Success! The configuration is valid.

Next we tell terraform to apply our configuration with the apply command. This should come as no surprise since Terraform uses declarative commands;

terraform apply

Once we run the above command, terraform will print out it’s execution plan. It tells you what actions it will take to create the infrastructure that you have defined in your configuration. It will however request that you confirm if you are happy with the changes. If you confirm, it goes ahead and makes the changes but if you decline, it will not make any change.

Let’s go ahead and confirm that we are happy with the execution plan.

If all goes well, you should see the following;

aws_instance.web_server: Creating…

aws_instance.web_server: Still creating… [10s elapsed]

aws_instance.web_server: Still creating… [20s elapsed]

aws_instance.web_server: Still creating… [30s elapsed]

aws_instance.web_server: Creation complete after 32s [id=i-0df0104334a4d8fc1]

Apply complete! Resources: 1 added, 0 changed, 0 destroyed.

Whoop! You have just created your first Infrastructure on AWS! Log in to your AWS console, navigate to your EC2 page and you should see your ExampleWebServer already running.

One important thing to note here. When you executed terraform apply terraform created a terraform.tfstate in your directory. This is what terraform uses to track changes to your infrastructure so be careful not to delete this file! Ideally it is always better to store terraform state in a remote storage like AWS S3 especially when working in a team but that is beyond the scope of this primer. You can inspect current state by running terraform show

Another great feature of terraform is that because it keeps track of what was created, when you run the terraform destroy command it removes all the resources that it created according to your configuration. This means if you have other resources that you created outside of terraform, they will remain untouched.

Configuration Changes

Let’s make a change to the configuration above and let’s see how terraform handles that. Our EC2 instance was created with Ubuntu 20.04 which was configured in our resource using its ami but we’ve decided that we want to upgrade to Ubuntu 22.04. What do we do?
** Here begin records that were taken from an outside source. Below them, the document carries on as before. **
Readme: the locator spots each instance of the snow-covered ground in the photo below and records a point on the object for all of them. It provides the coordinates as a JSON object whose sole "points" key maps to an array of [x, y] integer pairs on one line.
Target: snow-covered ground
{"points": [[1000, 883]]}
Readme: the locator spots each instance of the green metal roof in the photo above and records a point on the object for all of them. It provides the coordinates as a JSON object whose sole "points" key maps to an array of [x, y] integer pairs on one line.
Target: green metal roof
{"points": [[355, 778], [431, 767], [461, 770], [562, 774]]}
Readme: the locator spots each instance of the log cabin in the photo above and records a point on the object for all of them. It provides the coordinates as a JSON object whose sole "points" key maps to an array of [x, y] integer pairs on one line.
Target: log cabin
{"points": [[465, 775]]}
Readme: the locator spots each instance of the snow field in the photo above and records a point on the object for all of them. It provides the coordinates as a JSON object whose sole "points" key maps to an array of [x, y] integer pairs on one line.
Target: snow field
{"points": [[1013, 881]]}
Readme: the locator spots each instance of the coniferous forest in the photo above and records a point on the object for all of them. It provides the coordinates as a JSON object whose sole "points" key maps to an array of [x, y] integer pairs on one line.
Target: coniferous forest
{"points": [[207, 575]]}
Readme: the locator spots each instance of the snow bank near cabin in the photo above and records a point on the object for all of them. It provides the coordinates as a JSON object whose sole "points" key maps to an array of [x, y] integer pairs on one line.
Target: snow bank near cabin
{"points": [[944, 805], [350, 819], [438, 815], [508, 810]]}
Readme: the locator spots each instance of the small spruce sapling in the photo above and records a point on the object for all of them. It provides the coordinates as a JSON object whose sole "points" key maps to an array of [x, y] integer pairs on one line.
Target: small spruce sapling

Easy! All we need to do is change the image id to ami-0f540e9f488cfa27d which is for Ubuntu 22.04.

Once you have changed it, run terraform apply again. Terraform will create another execution plan telling you the changes it wants to make. In this case, it will destroy our current EC2 instance and replace it with a new one provisioned with the new AMI that we configured

Destroy Infrastructure As mentioned earlier, because Terraform keeps track of its state, when you decide to remove all the resources you created, it only removes what it created based on your configuration. Let’s go ahead and remove the EC2 instance we created. Run the command terraform destroy

You should see the execution plan and the summary;

Plan: 0 to add, 0 to change, 1 to destroy.

Once you confirm, terraform will go ahead and remove the EC2 instance we created.

We have only just scratched the surface of what we can do with terraform. In the next part of this series, we will explore provisioning multiple EC2 instances with a load balancer.